The first step in the woodlot-to-lumber process is understanding the woodlot resources. The book describes more than forty tree species native to the eastern U.S. and examines differing characteristics between hardwoods and softwoods. Several properties of woods are explained and summarized in a concise, easy-to-read table. Many factors in woodlot management are discussed, including the necessity of working with a professional forester.
Harvesting timber is the next step in the woodlot-to-lumber process. Woodlot owners must understand logging language, legal considerations of contracting for services, and good harvesting practices. The liabilities of hiring loggers and working on the land are great and must be addressed by landowners. Conservation practices are described so that owners can protect their woodlots from erosion.

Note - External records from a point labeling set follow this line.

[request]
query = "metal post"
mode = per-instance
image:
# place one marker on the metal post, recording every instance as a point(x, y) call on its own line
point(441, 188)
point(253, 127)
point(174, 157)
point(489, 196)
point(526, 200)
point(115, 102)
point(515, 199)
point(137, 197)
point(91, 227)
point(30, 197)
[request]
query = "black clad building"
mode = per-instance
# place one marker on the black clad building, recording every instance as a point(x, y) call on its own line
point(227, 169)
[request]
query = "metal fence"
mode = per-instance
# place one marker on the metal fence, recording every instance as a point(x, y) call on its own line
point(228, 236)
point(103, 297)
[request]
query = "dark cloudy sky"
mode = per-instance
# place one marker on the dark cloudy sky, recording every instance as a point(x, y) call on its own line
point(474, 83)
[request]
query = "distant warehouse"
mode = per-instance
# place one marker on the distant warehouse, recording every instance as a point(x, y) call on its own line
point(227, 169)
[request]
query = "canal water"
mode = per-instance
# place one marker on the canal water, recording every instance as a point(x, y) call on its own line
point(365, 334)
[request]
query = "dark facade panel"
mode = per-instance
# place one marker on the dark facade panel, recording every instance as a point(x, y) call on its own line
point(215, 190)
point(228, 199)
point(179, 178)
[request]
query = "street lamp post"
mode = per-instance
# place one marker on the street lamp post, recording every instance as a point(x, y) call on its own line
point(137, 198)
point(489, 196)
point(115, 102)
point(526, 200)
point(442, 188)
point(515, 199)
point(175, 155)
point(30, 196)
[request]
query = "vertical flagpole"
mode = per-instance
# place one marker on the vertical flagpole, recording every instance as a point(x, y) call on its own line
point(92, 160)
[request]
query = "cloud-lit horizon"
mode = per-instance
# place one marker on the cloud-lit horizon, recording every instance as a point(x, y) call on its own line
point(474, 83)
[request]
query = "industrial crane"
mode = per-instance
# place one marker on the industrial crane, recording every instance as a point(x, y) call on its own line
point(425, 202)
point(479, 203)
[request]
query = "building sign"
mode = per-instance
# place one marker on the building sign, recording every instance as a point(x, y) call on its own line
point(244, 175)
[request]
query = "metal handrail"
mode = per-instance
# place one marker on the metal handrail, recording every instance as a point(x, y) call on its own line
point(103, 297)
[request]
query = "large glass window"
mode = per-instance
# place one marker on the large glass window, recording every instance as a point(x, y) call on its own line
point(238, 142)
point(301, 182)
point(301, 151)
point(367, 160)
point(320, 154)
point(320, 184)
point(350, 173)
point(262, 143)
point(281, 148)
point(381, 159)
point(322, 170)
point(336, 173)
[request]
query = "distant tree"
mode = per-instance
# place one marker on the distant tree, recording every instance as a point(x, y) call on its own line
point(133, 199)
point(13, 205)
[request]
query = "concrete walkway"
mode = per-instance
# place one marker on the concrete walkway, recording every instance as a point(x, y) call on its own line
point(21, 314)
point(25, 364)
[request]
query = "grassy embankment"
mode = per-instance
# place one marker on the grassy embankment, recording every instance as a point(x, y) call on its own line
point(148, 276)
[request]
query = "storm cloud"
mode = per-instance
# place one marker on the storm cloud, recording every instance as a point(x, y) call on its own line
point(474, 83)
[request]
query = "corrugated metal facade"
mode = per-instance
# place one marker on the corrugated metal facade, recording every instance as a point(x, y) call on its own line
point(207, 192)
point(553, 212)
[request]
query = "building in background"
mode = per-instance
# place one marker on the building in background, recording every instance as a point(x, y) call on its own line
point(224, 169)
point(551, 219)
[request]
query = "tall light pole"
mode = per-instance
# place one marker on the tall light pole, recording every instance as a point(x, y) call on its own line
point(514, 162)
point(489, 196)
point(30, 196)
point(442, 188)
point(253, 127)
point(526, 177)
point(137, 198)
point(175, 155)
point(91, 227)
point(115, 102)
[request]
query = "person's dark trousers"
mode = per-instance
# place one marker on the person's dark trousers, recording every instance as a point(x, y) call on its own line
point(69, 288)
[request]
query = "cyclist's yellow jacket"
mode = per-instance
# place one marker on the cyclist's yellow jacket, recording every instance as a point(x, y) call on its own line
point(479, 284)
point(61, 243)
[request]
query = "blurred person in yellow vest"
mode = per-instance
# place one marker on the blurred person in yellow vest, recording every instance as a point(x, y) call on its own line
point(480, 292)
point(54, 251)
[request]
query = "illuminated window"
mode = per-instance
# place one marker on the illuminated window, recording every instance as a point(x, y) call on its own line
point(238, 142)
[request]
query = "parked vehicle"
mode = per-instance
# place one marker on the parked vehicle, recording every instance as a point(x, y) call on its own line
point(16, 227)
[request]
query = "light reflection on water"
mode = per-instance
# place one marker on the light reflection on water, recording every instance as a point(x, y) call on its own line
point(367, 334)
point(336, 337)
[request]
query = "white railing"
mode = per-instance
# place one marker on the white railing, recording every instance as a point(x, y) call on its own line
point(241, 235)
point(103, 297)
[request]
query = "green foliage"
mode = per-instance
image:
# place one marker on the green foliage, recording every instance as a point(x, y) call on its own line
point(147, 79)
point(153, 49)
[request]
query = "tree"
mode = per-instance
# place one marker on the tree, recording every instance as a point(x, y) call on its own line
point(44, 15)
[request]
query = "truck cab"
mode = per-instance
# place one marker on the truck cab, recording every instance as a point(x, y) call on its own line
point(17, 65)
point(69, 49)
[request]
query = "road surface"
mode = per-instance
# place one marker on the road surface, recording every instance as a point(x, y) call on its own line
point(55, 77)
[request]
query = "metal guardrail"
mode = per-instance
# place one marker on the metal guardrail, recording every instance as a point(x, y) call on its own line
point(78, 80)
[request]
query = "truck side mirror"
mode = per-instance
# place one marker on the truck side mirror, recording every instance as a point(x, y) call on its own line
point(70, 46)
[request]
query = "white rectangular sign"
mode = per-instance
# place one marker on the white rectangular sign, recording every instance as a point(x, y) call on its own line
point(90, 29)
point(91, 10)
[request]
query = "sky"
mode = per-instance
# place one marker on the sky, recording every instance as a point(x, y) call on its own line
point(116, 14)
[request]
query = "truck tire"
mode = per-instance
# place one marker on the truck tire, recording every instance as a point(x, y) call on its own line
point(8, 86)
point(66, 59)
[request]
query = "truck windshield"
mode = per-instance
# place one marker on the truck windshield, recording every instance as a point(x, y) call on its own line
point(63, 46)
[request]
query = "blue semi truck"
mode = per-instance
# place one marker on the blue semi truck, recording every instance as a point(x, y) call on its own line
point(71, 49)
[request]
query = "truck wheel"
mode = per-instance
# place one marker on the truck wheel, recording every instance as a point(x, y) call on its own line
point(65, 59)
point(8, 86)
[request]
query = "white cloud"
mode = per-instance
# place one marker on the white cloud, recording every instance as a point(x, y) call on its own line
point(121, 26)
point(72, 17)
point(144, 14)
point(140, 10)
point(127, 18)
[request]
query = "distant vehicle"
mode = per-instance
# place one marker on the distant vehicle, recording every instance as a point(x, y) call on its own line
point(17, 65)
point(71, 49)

The third step following harvesting is sawing logs into lumber. The terminology and considerations of hiring good saw operators are important for owners who desire the most value from their woodlots. Custom sawing, different kinds of saws, and differences in sawing methods for hardwood and softwood trees are discussed to help beginners make informed choices.
The final step before woodlot owners can begin planned projects is seasoning, or drying, the lumber. The book explains shrinkage and the possible defects involved in the drying process. Air-drying, the process by which wood is seasoned before use, is explained step-by-step and followed by a discussion about storing lumber.
Lumber from Local Woodlots, NRAES-27, provides an overview for woodlot owners or those planning to buy lumber from local mills. Woodlot owners may keep the lumber produced for their own use or, possibly, trade it for other materials. Appendixes in the book list use requirements for several structural building members and provide addresses to write for project ideas and plans. A comprehensive glossary defines more than 150 terms associated with the woodlot-to-lumber process.